Python Tutorial: Analyze a Social Network

This tutorial will get you started using Kuzu’s Python API to analyze a dataset.

In this tutorial, we will use the following social network dataset that consists of users and their posts.

Example dataset Social network dataset used in this tutorial

Setup

Ensure that you have Python installed on your system. For this tutorial, we will use a virtual environment and install Kuzu via pip. Refer to this page for alternative installation methods.

python -m venv .venv
source .venv/bin/activate
pip install kuzu

Next, download the zipped data and unzip the files.

curl -o tutorial_data.zip https://rgw.cs.uwaterloo.ca/kuzu-test/tutorial/tutorial_data.zip
unzip tutorial_data.zip
rm tutorial_data.zip

Before we can start querying the data, we need to create a new Kuzu database and import the CSV files. Since this is a one-time operation, we will use a separate Python script. We will also create another script to contain the querying logic.

Make a new src directory and create two files named create_db.py and main.py in it.

mkdir src
touch src/create_db.py
touch src/main.py

The create_db.py script will be used to create the Kuzu database and import the CSV files.
The main.py script will be used to query the graph.

Your directory should now look something like this:

kuzu_social_network
│   ...
├── src
│   ├── create_db.py
│   └── main.py
└── tutorial_data
    ├── node
    │   ├── post.csv
    │   └── user.csv
    └── relation
        ├── FOLLOWS.csv
        ├── LIKES.csv
        └── POSTS.csv

We are now ready to start the tutorial.

Create the database

Clear out the contents of src/create_db.py and import Kuzu:

import kuzu

Next, create and connect to an empty Kuzu database:

def main() -> None:
    db = kuzu.Database("social_network.kuzu")
    conn = kuzu.Connection(db)

    # Rest of the code goes here

if __name__ == "__main__":
    main()

This will create a database social_network.kuzu where the imported CSV data will be stored.

For this tutorial, we are using the “on-disk” mode, and the database will be persisted to the social_network.kuzu database file.

Define schema

The first step in building a Kuzu graph is to define a schema.
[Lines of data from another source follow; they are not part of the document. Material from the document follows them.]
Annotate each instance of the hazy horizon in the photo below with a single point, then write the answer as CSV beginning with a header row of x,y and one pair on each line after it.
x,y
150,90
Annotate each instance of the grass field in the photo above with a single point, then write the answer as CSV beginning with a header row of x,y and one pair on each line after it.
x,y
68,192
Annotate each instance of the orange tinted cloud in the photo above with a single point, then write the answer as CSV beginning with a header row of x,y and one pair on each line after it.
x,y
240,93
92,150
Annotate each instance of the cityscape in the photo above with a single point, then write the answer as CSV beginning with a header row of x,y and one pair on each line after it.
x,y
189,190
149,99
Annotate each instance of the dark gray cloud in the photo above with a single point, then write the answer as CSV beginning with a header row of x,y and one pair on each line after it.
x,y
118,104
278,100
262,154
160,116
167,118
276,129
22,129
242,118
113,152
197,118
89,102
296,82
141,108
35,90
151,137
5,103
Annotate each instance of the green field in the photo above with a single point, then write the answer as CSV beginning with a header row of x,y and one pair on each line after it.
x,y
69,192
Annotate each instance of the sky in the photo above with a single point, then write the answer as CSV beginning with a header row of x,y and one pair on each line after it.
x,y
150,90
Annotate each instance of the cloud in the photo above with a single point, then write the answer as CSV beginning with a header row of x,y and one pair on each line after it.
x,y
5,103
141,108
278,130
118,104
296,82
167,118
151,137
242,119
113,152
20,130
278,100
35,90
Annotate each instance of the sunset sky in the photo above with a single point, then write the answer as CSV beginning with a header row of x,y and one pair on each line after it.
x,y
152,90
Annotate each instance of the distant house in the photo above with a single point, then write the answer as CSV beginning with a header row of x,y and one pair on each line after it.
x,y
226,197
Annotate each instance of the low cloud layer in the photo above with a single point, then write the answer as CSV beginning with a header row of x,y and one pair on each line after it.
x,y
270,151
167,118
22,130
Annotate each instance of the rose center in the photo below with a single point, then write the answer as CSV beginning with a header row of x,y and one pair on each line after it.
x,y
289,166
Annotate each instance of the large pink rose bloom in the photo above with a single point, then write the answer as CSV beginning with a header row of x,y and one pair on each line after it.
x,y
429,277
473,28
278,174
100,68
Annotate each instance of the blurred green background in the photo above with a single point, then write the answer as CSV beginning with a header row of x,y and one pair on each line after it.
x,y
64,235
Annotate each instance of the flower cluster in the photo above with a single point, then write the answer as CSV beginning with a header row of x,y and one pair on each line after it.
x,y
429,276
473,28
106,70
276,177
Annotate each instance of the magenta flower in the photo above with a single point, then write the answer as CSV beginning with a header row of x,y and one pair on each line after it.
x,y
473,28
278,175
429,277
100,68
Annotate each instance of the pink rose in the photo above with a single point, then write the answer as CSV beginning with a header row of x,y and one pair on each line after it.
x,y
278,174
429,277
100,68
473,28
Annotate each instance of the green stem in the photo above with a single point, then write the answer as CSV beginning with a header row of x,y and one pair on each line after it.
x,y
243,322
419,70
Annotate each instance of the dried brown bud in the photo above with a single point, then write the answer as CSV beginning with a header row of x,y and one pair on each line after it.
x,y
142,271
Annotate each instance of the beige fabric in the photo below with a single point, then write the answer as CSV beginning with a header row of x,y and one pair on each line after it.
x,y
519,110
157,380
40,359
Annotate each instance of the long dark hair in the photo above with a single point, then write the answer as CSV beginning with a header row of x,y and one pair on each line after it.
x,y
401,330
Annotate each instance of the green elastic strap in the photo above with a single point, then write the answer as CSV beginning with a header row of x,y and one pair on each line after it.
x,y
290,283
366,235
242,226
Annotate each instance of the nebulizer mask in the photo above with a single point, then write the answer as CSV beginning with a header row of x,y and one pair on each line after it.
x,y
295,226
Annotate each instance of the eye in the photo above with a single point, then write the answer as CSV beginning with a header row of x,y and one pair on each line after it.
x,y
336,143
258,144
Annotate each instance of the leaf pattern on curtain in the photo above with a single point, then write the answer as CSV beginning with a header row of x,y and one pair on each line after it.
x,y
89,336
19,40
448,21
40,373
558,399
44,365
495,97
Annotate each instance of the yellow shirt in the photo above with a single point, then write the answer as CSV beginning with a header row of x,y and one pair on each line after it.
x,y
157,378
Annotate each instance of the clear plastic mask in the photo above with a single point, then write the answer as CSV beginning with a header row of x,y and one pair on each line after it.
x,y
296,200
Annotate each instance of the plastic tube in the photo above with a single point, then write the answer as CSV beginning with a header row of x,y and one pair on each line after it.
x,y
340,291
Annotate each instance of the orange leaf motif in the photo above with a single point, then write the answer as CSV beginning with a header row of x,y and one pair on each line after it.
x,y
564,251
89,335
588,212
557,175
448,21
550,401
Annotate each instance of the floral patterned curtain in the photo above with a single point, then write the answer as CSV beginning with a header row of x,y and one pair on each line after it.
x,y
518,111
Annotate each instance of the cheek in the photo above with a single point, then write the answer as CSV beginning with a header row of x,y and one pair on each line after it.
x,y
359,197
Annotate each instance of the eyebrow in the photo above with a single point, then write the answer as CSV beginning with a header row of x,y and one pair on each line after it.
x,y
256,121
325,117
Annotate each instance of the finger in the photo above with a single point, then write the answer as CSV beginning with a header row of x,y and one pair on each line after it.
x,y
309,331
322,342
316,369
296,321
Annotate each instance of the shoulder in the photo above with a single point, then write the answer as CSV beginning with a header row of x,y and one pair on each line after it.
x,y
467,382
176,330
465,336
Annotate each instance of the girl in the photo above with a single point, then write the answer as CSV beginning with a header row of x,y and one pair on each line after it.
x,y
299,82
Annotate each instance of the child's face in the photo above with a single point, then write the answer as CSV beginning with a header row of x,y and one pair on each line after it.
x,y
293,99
For our example dataset, we need the following node and relationship tables:

conn.execute("""
    CREATE NODE TABLE User (
        user_id INT64 PRIMARY KEY,
        username STRING,
        account_creation_date DATE
    )""")
conn.execute("""
    CREATE NODE TABLE Post (
        post_id INT64 PRIMARY KEY,
        post_date DATE,
        like_count INT64,
        retweet_count INT64
    )""")
conn.execute("""
    CREATE REL TABLE FOLLOWS (
        FROM User TO User
    )""")
conn.execute("""
    CREATE REL TABLE POSTS (
        FROM User TO Post
    )""")
conn.execute("""
    CREATE REL TABLE LIKES (
        FROM User TO Post
    )""")

Import CSV data

We can now import the CSV data into the node and relationship tables:

conn.execute("COPY User FROM './tutorial_data/node/user.csv'")
conn.execute("COPY Post FROM './tutorial_data/node/post.csv'")
conn.execute("COPY FOLLOWS FROM './tutorial_data/relation/FOLLOWS.csv'")
conn.execute("COPY POSTS FROM './tutorial_data/relation/POSTS.csv'")
conn.execute("COPY LIKES FROM './tutorial_data/relation/LIKES.csv'")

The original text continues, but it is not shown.